# Is There A Decent Light Beer Around?



## scotsdalebrewery (23/7/08)

I am having trouble finding a decent light beer. 

I am finding Aldis Storm Light reasonable (and at 20 bucks a slab its great). I have tried St Arnous, Prickly Moses, Moonlight and a few others.

Can you please offer some real suggestions please!


----------



## Barramundi (23/7/08)

why not make your own ??


----------



## scotsdalebrewery (23/7/08)

I have tried making home brew before with grains and stuff. I was fun but I dont have the energy for it. I really need a kegging system.


----------



## Steve (23/7/08)

scotsdalebrewery said:


> I have tried making home brew before with grains and stuff. I was fun but I dont have the energy for it. I really need a kegging system.




Buy a home brand lager kit as normal and and top up to 23 litres with water as usual WITHOUT adding any extra malt or dextrose etc and brew it as usual. Or is that too energetic too  
Cheers
Steve


----------



## PostModern (23/7/08)

Rogers beer from Little Creatures is pretty good.


----------



## bulp (23/7/08)

I've tried the Aldi's Storm light and to be honest i was quite impressed for a cheap ass beer it actually had some color,flavour and aroma not bad at all cause if you have to drink light it might as well be tasty, Try Cascade or Boags light i 've found them approachable in the past.

JUST DON'T DRINK FOSTERS LIGHT ICE PLEASE !! Drinkers have suffered long enough.(end rant) 

P.S I think i've had a Redback light too somewhere along the track worth a try


----------



## KoNG (23/7/08)

PostModern said:


> Rogers beer from Little Creatures is pretty good.

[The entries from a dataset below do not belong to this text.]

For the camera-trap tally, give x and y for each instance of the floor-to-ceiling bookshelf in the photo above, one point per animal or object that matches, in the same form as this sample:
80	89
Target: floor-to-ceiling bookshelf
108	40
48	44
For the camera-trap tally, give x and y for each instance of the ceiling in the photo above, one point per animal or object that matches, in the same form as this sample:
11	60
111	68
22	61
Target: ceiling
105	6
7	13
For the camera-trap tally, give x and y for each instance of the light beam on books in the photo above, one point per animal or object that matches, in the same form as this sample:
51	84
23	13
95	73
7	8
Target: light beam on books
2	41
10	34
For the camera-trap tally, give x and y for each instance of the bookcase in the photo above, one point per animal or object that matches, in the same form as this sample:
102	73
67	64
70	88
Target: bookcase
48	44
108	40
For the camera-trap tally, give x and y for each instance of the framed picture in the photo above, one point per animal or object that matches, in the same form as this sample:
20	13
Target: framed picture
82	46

i would definately second that..... But, is it actually low enough in alc to be a "light"...? maybe more a "mid"


----------



## Barramundi (23/7/08)

scotsdalebrewery said:


> I have tried making home brew before with grains and stuff. I was fun but I dont have the energy for it. I really need a kegging system.




so get some kegs ...


----------



## drsmurto (23/7/08)

PostModern said:


> Rogers beer from Little Creatures is pretty good.



+2

Have one in primary now and if it turns out half as good i will be a happy chappy. 

Agree at 3.5% it more of a mid than a light.

I have made a 2.8% dark mild and that was a tasty light IMO.


----------



## Rudy (23/7/08)

Try some English milds, light in alcohol but not so light on the wallet. I like Tetley's cans from Dan Murphy's.


----------



## wraith (23/7/08)

The only 'reduced alcohol' beer I have had that is decent is rogers, though it is not a light beer, its a 'mid-strength' and not a beer you can get at the corner drive thru either, unfortunately not many good beers are. 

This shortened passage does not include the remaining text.